House Republican Quitting

( – The announcement of this Representative retiring from the House comes amid a particularly challenging and low-yield congressional session.

Representative Jeff Duncan (R-S.C.) has announced his decision to retire from the House at the end of his current term, joining a growing list of lawmakers opting not to seek re-election.

Duncan, 58, who has been a significant figure in Congress since his election in 2010 during the Tea Party movement, expressed a desire for new leadership and fresh perspectives in South Carolina’s 3rd Congressional District. In his statement, Duncan emphasized the importance of stepping aside for others to contribute new ideas and energy to the ongoing fight for liberty, marking an end to his tenure as a representative.

This announcement follows a previous statement in September where Duncan mentioned his family was going through a difficult and private moment. Around the same time, there were reports of his wife filing for divorce and allegations of Duncan’s involvement in multiple affairs, as per The Laurens County Advertiser.

Before his congressional career, Duncan served in the South Carolina House of Representatives for eight years. In the U.S. House, he has been an active member of the Energy and Commerce Committee and chaired the Subcommittee on Energy, Climate, and Grid Security. A member of the House Freedom Caucus, Duncan has consistently presented himself as a fiscal conservative, advocating for significant spending cuts and tighter control of federal expenditure.

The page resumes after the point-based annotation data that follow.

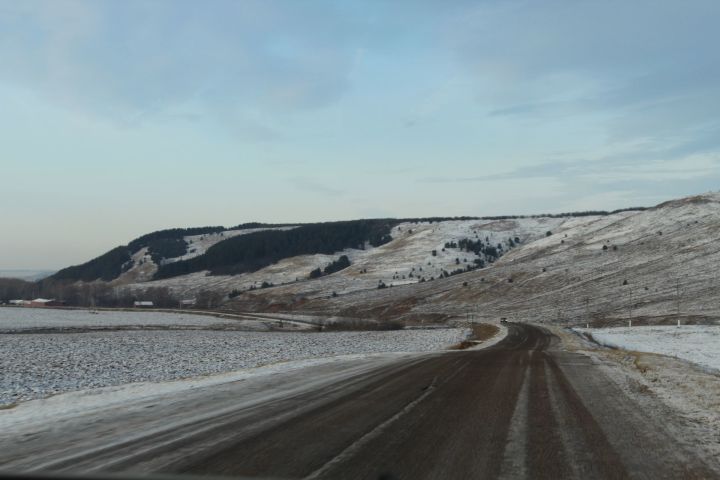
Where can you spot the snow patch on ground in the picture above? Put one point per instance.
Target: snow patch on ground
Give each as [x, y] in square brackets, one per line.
[12, 318]
[694, 343]
[38, 365]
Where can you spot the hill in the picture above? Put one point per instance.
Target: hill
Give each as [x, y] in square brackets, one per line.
[590, 267]
[652, 266]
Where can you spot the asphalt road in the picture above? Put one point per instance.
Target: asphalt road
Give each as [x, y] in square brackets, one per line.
[520, 409]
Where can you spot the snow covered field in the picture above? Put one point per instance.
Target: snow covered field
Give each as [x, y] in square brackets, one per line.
[13, 318]
[37, 365]
[694, 343]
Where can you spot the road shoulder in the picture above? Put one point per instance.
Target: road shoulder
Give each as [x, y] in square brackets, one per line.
[684, 396]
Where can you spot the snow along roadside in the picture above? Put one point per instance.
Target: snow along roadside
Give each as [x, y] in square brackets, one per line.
[685, 395]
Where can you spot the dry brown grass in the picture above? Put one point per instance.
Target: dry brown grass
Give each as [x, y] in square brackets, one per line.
[481, 332]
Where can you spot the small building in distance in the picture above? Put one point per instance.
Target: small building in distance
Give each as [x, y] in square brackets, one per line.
[44, 302]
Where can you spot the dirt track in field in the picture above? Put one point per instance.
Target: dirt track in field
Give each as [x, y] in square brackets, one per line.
[520, 409]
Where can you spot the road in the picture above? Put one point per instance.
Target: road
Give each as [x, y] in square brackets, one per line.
[521, 409]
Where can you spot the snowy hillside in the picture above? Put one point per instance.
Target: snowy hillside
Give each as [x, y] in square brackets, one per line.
[694, 343]
[143, 267]
[407, 259]
[648, 265]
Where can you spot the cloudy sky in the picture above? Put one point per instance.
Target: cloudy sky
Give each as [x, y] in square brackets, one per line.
[123, 117]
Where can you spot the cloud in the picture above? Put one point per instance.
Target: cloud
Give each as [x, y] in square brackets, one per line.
[313, 186]
[129, 59]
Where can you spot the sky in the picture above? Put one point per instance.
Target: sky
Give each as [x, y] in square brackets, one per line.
[118, 118]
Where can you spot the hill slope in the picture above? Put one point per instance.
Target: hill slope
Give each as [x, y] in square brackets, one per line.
[647, 265]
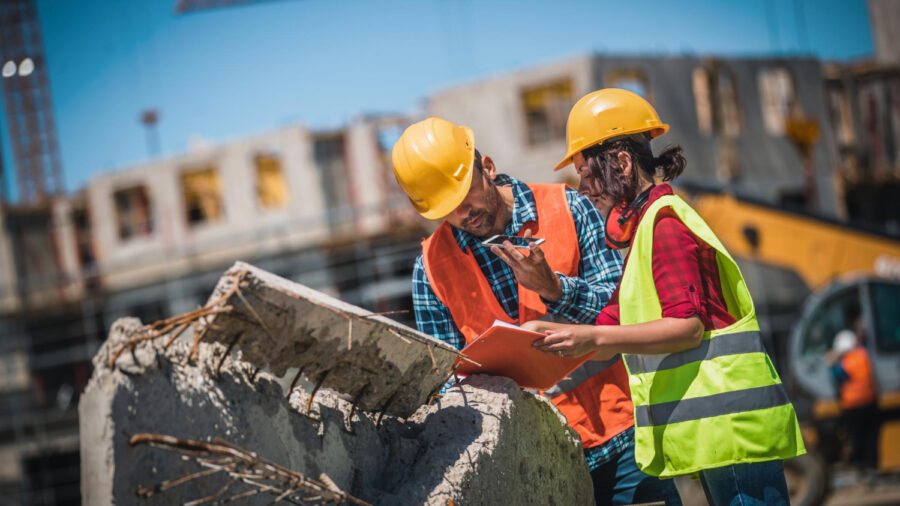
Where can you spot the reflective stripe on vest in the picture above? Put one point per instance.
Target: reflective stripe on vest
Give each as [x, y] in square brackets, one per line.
[727, 344]
[594, 398]
[718, 404]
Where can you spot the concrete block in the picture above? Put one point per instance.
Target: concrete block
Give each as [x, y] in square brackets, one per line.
[279, 324]
[485, 442]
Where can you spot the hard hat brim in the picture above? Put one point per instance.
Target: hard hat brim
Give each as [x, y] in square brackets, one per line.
[452, 202]
[568, 158]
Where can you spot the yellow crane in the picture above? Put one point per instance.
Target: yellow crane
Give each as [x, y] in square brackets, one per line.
[805, 271]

Duncan takes pride in his conservative voting record, highlighting his leadership in issues crucial to South Carolina and the nation, particularly in fiscal responsibility and American energy policy.

His departure adds to the 40 sitting lawmakers, including 18 Republicans, who have decided to step down or seek other offices, as reported by the House press gallery. Duncan’s exit is part of a broader trend in a Congress that has struggled with internal strife, particularly within the House GOP conference. The session has been marred by difficulties, including multiple ballots for Speaker, looming shutdown cliffs, potential economic default, and other legislative challenges.

Representing a solid Republican district, where former President Trump won by over 30 percentage points in 2020, Duncan’s retirement opens the door for new Republican leadership in a stronghold area.